The money for Cat Lake housing did not go to the community directly. Instead, Indigenous Services Canada transferred the emergency funds to the Windigo Tribal Council, which represents several Indigenous communities in northern Ontario, including Cat Lake.
A department official, who spoke to CBC News on background, said Windigo has the technical expertise to facilitate the project. The official also said the department had heard concerns from members of the community and “other partners” about the role of consultants in the negotiation.
Roseanne Archibald, who leads the Chiefs of Ontario, which represents all Ontario First Nations, worked as a consultant with Indigenous communities for nine years. She says she was paid a daily rate and did not take a percentage of the money she helped bring in to a community.
“There’s a place for consultants to assist communities in specialized areas, but this is not one of those areas.
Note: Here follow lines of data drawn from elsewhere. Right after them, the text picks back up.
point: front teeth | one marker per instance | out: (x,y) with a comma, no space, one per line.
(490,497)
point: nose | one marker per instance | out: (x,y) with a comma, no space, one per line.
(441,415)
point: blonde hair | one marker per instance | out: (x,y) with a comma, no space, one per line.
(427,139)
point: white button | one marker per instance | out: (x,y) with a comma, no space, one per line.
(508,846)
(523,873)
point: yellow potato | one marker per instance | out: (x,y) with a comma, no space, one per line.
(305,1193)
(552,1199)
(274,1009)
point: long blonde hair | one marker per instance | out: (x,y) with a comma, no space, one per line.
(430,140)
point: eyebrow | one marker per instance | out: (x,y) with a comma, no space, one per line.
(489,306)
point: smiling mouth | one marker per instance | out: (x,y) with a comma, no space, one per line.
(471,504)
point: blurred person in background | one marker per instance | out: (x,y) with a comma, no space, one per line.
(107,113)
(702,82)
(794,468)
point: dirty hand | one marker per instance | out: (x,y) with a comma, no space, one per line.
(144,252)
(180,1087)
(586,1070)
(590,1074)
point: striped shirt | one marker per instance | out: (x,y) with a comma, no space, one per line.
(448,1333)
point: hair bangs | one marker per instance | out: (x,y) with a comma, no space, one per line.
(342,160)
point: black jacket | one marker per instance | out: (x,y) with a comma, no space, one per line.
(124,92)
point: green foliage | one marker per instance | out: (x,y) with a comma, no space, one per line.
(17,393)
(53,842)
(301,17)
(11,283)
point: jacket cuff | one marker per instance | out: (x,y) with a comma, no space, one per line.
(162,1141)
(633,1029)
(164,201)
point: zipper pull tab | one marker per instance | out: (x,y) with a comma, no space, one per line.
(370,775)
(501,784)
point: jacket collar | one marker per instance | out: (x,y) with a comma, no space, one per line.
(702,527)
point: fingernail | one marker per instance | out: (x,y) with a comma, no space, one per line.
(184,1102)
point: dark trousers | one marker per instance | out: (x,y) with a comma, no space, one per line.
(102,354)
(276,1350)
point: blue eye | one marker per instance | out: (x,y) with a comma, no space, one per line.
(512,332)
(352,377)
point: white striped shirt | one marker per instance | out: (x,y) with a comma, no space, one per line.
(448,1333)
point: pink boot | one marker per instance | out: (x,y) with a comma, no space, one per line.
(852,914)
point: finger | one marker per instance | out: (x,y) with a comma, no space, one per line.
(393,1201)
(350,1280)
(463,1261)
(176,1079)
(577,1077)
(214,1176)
This is like a mouldy housing, terrible crisis that happened to this community and I just don’t think that third-party consultants need to be making money off of these kinds of horrible situations.”
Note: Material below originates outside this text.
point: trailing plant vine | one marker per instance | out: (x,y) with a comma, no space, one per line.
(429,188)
Archibald said the situation is indicative of a bigger problem for First Nations communities who are struggling.
“If nations were receiving the funding and assistance they needed in terms of housing and basic infrastructure and those kinds of things then they wouldn’t need to be hiring third-party consultants to address crisis situations.”
The dollar amount here is not a typical amount.– Ramona Tkachuk, an independent auditor who manages finances for several First Nations
For his part, Paulin says he has a signed contract and has already done the work.
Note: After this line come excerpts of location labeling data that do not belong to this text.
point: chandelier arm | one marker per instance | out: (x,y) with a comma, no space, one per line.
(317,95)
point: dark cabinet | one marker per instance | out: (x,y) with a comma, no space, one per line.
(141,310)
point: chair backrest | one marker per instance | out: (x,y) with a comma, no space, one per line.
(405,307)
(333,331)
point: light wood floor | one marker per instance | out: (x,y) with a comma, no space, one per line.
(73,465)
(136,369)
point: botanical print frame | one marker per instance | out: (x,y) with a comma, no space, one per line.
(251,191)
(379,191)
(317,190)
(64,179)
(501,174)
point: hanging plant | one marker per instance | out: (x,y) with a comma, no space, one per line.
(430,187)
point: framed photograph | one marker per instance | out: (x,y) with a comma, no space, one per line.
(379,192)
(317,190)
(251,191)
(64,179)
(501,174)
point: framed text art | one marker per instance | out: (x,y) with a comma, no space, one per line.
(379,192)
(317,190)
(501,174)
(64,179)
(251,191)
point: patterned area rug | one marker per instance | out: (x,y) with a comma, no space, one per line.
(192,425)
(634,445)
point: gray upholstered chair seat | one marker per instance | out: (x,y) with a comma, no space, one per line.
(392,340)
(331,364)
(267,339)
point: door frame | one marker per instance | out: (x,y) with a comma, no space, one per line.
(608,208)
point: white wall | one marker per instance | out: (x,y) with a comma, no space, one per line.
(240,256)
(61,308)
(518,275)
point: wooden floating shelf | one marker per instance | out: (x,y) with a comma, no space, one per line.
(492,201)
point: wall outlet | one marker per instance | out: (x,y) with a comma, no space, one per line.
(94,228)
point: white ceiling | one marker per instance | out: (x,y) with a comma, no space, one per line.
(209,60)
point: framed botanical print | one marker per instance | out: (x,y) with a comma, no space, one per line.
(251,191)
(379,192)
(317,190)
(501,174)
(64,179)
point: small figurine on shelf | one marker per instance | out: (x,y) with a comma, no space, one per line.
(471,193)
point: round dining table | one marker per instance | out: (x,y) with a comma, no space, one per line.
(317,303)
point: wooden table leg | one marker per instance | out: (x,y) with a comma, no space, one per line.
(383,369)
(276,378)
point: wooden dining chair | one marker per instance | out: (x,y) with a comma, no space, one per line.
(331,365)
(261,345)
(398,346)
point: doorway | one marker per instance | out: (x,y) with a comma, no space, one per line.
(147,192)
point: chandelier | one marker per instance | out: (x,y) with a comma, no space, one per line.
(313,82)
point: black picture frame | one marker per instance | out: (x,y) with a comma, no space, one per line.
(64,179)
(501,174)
“I took the chance and worked for a year and a half for no regular pay. Zero. So the band understood that I was to be paid 10 per cent.”
He also says he developed black mould poisoning while staying in the community. He says the condition has caused him respiratory problems.
‘That’s a lot of money’
Ramona Tkachuk, an independent auditor who manages finances for several First Nations in Manitoba and Ontario, said it’s not unusual for third-party consultants to charge 10 per cent of new money they help bring in to a community. But such deals would typically involve much smaller sums, with payouts usually capped at $250,000.
“The dollar amount here is not a typical amount,” she said.
“The next question is, where will [Cat Lake] get the money from? That’s a lot of money for Cat Lake.”
Paulin claims he wouldn’t be paid from the emergency funding, but from the band’s other sources of revenue. The band had $13.6 million in revenue in the fiscal year that ended in March 2017, so Paulin’s fees would account for nine per cent of that.
Rita Wesley works as a health director for Cat Lake First Nation. She says Paulin deserves to be paid the money stipulated in his contract.
“If it wasn’t for a voice like Jerry, I don’t think we would have gotten to where we are today.”
Paulin said he has worked as a consultant for at least eight First Nations over the years, but wouldn’t say which ones.
In a statement, O’Regan’s office said the government’s “primary focus” has been “supporting the health and housing needs of families and community members in Cat Lake First Nation.”
“Speaking broadly, any concerns regarding the misuse of funds are taken seriously and there are processes in place to look further into such concerns.”